Sweet Evocations by Kathryn Duroseau

Sweet Evocations

My mother talks to me about college while I’m looking outside the window at the blackberry bush and memories arise.

My grandmother, Mimi, is cutting us mangoes, their skin flushed from the ever giving sun, the promise of golden sweetness within.

That summer has been going by so fast, in a blur of cherry and juniper green.

My sister and I share a punnet of berries in my bed and the sunlight plants us in this moment.

I take my time to smell the mango in the kitchen and to taste the strawberries Papi has been growing in his garden.

Mimi’s wrinkled hands are scattered with lines and sunspots that remind me of yellow freckled bananas; she is ripe now.

I stand on my toes peeking at the baby. My aunt finally comes home after spending days in the hospital. She comes closer to me and reveals a little head with pink cheeks.

I love oranges and how they give their fragrance to the air. I always ask Mimi to give me some, ignite memories of sun-kissed summer days.

In the mornings, I cut apple slices into moon shapes, to feel like a child but I eat the skin.

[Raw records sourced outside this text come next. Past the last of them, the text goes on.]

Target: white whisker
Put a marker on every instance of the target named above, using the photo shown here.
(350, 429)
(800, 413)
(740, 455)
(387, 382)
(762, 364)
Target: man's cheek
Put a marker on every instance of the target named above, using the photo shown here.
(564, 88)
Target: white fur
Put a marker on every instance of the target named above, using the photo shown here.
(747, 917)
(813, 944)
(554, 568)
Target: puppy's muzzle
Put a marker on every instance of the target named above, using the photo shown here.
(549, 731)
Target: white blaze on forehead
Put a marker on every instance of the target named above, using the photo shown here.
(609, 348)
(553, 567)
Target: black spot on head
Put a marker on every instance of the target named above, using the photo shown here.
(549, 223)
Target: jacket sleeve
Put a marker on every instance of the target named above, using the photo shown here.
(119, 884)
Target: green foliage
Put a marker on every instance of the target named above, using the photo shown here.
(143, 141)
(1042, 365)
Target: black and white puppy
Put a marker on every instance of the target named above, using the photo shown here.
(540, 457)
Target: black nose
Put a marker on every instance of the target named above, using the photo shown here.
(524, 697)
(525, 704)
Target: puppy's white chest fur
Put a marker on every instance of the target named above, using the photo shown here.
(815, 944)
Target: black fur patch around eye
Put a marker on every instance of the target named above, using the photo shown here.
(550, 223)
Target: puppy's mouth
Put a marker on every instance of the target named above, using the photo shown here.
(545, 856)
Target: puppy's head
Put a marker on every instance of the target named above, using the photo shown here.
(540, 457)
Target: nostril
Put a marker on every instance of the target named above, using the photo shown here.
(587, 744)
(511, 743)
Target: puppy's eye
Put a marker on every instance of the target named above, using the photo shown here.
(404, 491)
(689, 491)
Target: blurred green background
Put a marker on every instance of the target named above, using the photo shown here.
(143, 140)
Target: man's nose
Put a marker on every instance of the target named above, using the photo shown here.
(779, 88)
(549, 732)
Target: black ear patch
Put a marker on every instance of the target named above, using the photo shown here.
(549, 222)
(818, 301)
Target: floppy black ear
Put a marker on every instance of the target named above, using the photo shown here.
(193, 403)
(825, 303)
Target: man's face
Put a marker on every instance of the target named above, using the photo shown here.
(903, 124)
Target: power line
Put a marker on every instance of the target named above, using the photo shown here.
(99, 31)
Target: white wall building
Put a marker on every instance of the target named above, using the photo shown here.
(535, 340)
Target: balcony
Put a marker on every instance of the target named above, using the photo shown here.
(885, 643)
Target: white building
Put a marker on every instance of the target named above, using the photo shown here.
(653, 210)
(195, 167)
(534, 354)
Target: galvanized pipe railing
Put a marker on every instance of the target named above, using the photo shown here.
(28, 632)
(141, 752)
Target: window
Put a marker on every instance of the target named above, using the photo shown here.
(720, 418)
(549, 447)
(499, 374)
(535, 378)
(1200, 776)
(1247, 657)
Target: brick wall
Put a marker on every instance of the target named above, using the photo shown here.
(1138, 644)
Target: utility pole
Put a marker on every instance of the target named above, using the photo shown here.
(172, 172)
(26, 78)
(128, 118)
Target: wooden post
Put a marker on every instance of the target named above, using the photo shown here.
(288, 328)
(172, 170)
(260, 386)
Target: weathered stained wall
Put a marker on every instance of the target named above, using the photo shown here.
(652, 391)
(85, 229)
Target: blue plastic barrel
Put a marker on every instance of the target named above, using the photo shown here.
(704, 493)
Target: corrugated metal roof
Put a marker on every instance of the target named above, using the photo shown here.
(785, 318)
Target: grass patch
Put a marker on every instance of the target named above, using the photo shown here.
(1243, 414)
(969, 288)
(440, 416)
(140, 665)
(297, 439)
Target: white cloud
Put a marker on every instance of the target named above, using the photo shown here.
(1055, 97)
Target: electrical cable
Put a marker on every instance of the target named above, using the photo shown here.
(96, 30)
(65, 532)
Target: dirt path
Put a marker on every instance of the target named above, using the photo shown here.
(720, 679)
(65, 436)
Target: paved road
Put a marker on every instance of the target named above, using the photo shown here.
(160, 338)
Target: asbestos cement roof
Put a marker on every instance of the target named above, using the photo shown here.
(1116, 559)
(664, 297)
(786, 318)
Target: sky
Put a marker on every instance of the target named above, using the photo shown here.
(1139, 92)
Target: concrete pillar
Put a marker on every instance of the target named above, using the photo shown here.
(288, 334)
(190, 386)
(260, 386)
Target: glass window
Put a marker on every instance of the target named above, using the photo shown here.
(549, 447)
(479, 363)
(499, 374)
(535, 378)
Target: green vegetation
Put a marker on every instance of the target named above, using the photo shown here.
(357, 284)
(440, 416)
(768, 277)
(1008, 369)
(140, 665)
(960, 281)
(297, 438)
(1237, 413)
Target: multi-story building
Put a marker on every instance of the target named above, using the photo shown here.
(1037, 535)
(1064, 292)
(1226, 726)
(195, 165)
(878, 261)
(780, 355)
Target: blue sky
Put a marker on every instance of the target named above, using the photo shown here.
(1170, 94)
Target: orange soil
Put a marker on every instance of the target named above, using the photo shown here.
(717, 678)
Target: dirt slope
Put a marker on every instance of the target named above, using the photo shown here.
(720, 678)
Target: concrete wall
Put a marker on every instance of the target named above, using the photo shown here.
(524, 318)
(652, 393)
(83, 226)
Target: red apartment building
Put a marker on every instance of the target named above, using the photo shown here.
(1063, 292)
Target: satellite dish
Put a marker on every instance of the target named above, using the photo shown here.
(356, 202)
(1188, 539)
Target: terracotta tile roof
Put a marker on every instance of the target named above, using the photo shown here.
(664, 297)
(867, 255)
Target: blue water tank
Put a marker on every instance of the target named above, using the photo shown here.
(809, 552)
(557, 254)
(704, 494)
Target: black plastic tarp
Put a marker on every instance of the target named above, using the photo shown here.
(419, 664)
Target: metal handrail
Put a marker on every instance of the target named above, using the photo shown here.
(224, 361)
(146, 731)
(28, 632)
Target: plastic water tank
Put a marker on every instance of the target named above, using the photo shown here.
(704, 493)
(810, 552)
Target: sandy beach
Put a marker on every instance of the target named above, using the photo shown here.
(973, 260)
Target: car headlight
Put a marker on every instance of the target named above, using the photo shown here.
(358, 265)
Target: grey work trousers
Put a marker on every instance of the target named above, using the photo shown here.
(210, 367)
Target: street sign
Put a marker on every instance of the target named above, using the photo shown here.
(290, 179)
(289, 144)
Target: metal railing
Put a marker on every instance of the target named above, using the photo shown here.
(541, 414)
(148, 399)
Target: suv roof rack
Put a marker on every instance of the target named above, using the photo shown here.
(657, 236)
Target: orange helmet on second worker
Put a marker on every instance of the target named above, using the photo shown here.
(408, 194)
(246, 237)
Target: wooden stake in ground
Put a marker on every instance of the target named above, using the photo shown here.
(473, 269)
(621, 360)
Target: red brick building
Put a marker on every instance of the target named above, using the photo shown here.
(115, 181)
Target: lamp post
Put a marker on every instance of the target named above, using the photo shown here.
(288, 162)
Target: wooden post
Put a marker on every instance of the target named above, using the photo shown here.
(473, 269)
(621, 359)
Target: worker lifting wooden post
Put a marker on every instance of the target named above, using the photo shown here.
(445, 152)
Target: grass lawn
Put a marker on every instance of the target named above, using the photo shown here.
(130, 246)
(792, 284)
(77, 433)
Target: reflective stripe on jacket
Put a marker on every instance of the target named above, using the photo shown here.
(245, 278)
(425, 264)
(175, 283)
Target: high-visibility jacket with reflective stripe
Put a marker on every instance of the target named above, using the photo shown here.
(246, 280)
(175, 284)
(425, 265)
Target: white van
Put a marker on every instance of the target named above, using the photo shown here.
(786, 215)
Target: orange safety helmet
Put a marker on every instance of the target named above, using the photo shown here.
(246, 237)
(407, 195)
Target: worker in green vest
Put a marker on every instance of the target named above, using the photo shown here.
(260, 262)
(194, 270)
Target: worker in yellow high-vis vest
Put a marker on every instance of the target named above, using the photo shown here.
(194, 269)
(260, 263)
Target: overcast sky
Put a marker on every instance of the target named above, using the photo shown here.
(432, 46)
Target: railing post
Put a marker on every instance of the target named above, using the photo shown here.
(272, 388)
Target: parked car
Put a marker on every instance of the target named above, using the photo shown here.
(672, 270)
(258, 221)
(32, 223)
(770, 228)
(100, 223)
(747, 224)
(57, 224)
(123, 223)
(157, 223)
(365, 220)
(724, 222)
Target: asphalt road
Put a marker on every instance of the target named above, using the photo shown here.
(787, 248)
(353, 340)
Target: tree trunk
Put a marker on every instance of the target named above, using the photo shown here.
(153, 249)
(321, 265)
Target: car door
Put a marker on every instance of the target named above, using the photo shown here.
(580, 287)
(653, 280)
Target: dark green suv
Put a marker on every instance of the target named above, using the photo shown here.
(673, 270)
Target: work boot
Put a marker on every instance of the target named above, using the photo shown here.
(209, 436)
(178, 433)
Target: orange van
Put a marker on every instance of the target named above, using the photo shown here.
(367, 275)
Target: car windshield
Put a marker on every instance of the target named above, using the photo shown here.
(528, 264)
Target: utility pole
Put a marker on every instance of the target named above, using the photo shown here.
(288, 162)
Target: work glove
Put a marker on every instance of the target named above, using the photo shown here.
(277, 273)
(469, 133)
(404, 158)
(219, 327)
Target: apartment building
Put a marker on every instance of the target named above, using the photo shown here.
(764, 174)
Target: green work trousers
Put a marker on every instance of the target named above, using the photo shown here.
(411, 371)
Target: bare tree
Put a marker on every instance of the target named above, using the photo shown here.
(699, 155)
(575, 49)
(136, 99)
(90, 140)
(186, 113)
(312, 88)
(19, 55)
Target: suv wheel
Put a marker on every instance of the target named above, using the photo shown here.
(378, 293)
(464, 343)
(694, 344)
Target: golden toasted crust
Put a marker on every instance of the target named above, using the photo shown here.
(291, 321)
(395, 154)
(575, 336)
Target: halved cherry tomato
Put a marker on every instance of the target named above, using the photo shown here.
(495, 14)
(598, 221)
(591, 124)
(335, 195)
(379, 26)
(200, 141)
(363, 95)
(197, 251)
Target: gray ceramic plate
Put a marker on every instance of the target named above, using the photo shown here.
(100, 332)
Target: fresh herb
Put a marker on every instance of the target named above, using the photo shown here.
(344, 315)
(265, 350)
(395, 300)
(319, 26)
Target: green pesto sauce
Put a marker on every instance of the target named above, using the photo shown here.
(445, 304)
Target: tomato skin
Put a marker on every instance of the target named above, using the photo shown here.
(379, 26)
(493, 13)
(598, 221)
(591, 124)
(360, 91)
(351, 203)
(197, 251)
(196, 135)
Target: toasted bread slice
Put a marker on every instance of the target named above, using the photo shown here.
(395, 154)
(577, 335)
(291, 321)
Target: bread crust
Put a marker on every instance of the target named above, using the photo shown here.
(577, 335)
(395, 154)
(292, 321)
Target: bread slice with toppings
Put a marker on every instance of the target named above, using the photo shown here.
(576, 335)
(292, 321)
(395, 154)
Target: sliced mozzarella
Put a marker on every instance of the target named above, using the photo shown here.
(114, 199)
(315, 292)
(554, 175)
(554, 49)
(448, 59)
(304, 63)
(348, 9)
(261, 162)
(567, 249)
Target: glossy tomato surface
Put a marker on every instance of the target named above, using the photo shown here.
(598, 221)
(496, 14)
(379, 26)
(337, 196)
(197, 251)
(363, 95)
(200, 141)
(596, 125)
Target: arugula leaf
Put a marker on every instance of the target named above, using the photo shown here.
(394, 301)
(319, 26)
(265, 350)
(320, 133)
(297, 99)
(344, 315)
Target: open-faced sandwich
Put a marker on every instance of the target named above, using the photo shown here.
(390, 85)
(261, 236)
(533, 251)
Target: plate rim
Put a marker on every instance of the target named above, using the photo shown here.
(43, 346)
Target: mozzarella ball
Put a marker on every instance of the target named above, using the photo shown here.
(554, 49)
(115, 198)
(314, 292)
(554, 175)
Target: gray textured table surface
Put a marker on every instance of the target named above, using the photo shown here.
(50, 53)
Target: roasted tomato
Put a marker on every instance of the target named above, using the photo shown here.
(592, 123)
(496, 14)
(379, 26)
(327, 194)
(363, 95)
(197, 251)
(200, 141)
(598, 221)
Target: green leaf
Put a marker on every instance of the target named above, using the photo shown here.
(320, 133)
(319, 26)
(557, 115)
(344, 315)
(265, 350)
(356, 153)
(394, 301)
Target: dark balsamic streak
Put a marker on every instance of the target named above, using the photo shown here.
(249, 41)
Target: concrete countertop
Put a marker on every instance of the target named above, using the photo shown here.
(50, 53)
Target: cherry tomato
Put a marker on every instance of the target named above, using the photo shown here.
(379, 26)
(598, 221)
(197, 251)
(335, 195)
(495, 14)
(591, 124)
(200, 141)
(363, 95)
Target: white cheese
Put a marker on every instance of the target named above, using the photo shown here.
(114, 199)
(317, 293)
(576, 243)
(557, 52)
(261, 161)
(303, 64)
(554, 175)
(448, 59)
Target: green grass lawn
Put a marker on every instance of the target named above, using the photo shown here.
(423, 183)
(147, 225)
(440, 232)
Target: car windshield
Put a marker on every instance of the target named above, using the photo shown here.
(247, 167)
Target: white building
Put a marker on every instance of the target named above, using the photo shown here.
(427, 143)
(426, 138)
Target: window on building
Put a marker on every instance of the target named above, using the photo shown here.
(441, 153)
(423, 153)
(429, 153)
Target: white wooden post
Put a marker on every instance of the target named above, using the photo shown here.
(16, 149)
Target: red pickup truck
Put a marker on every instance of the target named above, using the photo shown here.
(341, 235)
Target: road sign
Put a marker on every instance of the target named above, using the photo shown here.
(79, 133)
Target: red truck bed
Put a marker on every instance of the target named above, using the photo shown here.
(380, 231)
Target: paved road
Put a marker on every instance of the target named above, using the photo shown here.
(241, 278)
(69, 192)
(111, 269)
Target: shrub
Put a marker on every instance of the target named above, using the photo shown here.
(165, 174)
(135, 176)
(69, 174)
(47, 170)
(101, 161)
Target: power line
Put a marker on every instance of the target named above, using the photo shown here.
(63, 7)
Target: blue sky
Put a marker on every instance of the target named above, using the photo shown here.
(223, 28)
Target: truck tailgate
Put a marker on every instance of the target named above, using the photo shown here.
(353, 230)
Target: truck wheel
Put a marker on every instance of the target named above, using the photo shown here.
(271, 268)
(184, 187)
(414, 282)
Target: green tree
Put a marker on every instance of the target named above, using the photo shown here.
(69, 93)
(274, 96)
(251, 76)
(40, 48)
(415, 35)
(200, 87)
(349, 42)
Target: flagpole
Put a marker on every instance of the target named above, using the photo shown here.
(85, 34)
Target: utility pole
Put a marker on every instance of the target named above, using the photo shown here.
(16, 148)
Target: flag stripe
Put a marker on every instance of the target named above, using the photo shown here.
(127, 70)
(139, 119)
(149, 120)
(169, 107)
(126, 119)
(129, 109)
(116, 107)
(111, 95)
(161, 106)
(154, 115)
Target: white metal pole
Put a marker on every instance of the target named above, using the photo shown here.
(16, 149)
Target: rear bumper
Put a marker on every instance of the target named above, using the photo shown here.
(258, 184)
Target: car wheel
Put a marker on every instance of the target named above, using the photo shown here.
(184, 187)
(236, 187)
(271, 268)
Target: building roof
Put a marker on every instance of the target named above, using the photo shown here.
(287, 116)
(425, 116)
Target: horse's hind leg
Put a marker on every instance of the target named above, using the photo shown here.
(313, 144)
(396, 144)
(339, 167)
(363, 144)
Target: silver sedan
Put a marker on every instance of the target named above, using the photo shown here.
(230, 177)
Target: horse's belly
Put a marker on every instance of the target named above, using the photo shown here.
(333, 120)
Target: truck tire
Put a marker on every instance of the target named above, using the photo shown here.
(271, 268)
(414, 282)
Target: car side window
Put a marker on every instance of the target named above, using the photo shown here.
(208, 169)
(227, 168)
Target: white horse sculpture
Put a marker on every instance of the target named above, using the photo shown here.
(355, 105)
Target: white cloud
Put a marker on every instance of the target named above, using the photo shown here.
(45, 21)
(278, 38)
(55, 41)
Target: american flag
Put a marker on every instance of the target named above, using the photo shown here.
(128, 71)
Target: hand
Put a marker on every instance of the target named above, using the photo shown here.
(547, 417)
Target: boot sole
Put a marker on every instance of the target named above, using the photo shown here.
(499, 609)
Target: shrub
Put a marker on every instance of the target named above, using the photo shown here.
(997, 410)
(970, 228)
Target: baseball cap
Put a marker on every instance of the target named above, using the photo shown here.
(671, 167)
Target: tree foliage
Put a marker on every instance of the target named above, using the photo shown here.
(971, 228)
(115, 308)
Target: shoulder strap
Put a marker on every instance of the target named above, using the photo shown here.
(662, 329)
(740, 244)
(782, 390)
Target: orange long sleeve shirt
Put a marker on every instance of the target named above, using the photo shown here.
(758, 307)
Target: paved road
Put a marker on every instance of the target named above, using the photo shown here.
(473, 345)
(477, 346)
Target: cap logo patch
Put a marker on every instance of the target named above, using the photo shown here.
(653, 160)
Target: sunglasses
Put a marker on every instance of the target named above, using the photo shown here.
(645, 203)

I am 8 years old grabbing my mom’s skirt and begging her to let me spend the spring days with Papi because it meant planting runner beans, courgettes and more.

My sister and I are running, our feet kissing the land, laughing and screaming.

My knees always looked like pomegranates. That’s what Papi tells me while cleaning the blood off of them and gently patting them.

I can see my grandparents dancing together under the silver moon. I believed what kept them young at heart was the purity of the Martinican’s light and how it gave them the gift of dance.

My sister and I are not yet grown, soft as a peach’s flesh.

When I think back, that summer is like bruised blackberries , syrupy and imperfect and so full that the juice bursts and drips down my chin.

by Kathryn Duroseau

Editor’s Note: The poet called this poem a zuihitsu, and true to the form, the fragmented chaos of each stanza evokes a delightful resonance with both essay and imagery, granting the reader a cohesive snapshot of a life.